Delta’s Earnings Confirm Travelers Are Paying Up
Kahyaoglu framed the setup for airlines in blunt terms. “Overall, we think all the major carriers are going to see fares up 15 to 20% for Q2, and heading into Q3. Ticket prices have been essentially deflationary, and airlines are finally getting their day, at least in the U.S.” She sees the trajectory building through the quarter: “We think unit revenue prices are up 13%. Don’t forget April incorporated lower ticket prices. So we think the exit is about high mid-teens in terms of ticket prices.”
On whether these pricing moves will stick, she was direct: “Can we see these 15 to 20% ticket prices hold? I think so for sure, at least through the rest of the year.” The structural argument rests on the three network carriers (United, Delta and American) accounting for about 60% of the U.S. market, with industry capacity roughly flattish year over year after about 5% capacity cuts, and even lower-cost operators like Southwest pushing toward premium segmentation.
Her Delta-specific view: “Delta, above all, has been able to continue to take premium demand to different levels.” The caveat was cost: “A slight negative on Delta is cost. The company is seeing some additional costs when it comes to their pilots.”
Premium Passengers Are Powering Delta’s Growth
Delta’s June Q2 earnings release delivered adjusted EPS of $1.56, beating the $1.5035 consensus.

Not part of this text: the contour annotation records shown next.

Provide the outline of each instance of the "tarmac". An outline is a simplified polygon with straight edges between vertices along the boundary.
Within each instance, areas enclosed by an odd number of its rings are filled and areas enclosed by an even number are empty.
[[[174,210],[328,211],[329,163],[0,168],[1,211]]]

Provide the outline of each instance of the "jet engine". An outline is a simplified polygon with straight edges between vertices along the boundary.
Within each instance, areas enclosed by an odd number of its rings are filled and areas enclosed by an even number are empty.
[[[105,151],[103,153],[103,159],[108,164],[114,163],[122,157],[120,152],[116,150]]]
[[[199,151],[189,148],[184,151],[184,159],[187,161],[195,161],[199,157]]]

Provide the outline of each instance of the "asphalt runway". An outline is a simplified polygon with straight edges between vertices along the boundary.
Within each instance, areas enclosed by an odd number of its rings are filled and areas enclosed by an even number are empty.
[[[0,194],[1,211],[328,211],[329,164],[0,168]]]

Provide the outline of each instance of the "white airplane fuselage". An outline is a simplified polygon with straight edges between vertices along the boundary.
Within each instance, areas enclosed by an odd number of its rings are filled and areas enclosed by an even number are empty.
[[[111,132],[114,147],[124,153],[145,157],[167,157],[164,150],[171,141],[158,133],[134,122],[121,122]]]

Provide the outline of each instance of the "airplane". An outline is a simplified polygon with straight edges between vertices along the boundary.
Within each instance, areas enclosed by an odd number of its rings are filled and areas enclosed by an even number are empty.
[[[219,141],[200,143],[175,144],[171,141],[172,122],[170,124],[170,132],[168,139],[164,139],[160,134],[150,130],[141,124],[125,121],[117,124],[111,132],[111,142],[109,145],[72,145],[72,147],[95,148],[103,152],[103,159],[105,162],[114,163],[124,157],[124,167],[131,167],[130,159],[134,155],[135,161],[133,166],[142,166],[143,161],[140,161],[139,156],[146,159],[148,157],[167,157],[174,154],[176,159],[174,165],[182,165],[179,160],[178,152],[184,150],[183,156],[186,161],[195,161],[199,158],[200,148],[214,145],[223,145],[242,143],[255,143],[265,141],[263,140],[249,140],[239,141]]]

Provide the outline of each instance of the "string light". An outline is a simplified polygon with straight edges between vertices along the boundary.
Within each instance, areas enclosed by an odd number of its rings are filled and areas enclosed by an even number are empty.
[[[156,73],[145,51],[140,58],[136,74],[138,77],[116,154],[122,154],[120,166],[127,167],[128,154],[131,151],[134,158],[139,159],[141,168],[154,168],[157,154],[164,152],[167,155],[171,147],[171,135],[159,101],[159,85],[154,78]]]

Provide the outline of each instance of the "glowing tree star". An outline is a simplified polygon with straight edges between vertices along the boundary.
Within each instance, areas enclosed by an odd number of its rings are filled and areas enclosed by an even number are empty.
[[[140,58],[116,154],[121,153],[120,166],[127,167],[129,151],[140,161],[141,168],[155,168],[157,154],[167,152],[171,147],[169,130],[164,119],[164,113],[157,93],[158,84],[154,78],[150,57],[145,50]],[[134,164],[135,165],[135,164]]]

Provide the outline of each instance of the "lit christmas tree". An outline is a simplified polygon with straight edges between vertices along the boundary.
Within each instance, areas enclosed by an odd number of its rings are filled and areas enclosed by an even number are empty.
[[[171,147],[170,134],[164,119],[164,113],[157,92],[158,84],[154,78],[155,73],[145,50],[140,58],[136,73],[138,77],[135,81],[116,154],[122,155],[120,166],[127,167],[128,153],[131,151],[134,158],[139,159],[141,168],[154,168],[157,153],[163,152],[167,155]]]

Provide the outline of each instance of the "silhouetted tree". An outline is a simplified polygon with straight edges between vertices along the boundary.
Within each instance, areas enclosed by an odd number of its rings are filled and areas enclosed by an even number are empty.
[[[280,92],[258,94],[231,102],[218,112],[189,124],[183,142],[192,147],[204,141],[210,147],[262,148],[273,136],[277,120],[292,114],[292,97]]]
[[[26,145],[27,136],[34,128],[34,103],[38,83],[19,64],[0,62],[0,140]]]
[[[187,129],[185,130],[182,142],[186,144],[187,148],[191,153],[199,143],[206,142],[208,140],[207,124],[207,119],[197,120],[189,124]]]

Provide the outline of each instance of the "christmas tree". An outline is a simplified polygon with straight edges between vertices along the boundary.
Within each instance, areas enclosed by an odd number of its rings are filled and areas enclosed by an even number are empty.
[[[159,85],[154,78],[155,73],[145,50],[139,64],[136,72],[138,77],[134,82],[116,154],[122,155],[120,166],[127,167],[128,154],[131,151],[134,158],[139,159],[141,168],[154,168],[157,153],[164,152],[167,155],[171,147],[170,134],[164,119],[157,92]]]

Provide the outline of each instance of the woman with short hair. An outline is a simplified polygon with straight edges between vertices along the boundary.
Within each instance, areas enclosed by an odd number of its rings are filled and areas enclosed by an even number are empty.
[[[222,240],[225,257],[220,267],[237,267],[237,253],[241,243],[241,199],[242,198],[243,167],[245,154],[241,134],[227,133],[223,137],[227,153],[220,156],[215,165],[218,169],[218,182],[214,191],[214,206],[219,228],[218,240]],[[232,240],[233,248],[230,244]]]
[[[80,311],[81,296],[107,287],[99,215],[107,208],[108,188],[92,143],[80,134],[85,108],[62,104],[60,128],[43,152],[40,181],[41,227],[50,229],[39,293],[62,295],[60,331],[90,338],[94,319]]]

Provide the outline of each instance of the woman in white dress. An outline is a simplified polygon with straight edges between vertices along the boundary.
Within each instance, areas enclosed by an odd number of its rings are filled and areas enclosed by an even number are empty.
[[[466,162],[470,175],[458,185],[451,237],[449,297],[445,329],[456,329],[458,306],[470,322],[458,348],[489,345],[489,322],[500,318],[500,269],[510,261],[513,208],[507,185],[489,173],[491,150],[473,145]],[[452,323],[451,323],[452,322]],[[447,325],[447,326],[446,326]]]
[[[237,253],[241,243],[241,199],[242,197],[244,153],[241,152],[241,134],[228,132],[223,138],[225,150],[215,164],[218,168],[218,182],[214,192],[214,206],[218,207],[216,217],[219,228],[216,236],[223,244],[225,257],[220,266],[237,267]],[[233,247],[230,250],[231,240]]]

Revenue landed at $17.67 billion, up 6.11% year over year but shy of the roughly $18.85 billion Street model.
The premium-demand pillar of Kahyaoglu’s thesis clearly showed up in the numbers:
- Premium product revenue: $6.920 billion, +17% YoY
- Loyalty Program: $1.344 billion, +19% YoY
- American Express remuneration: $2.40 billion, +16% YoY
- Premium corporate sales: up more than 25%
- Domestic unit revenue: +12%; international unit revenue: +8%
Diversified, high-margin revenue streams reached 61% of total revenue, up 2 points YoY. This is the mix shift Delta has been marketing for years and should help the company price the premium curve independently of the main cabin.
Higher Pilot and Fuel Costs Threaten the Fare Windfall
Delta booked $1.4 billion in pre-tax profit while absorbing a record fuel bill of $4.41 billion at $3.93 per gallon. Adjusted operating margin compressed to 8.8%, and non-fuel unit costs rose 6.8% YoY, above the airline’s low-single-digit target. That is the pilot and structural cost pressure Kahyaoglu highlighted, and it is the reason the fare narrative matters for margins.
Delta’s CEO Ed Bastian tied the two threads together: “We delivered $1.4 billion in pre-tax profit while absorbing the highest quarterly fuel expense in our history, reflecting broad demand strength, growing brand preference and momentum across our diversified revenue base.”
Delta Is Already Building Momentum for 2027
Delta’s quarter strengthens Kahyaoglu’s argument that U.S. airlines have entered a more favorable pricing environment. Capacity remains constrained, the three network carriers control approximately 60% of the domestic market, and Delta continues to shift its business toward premium cabins, loyalty revenue, and its American Express partnership.
But higher fares alone will not guarantee stronger profits. Delta must make those pricing gains outrun elevated fuel expenses, pilot compensation, and accelerating non-fuel costs. If ticket prices remain 15% to 20% higher through year-end, Delta’s earnings momentum could carry into 2027.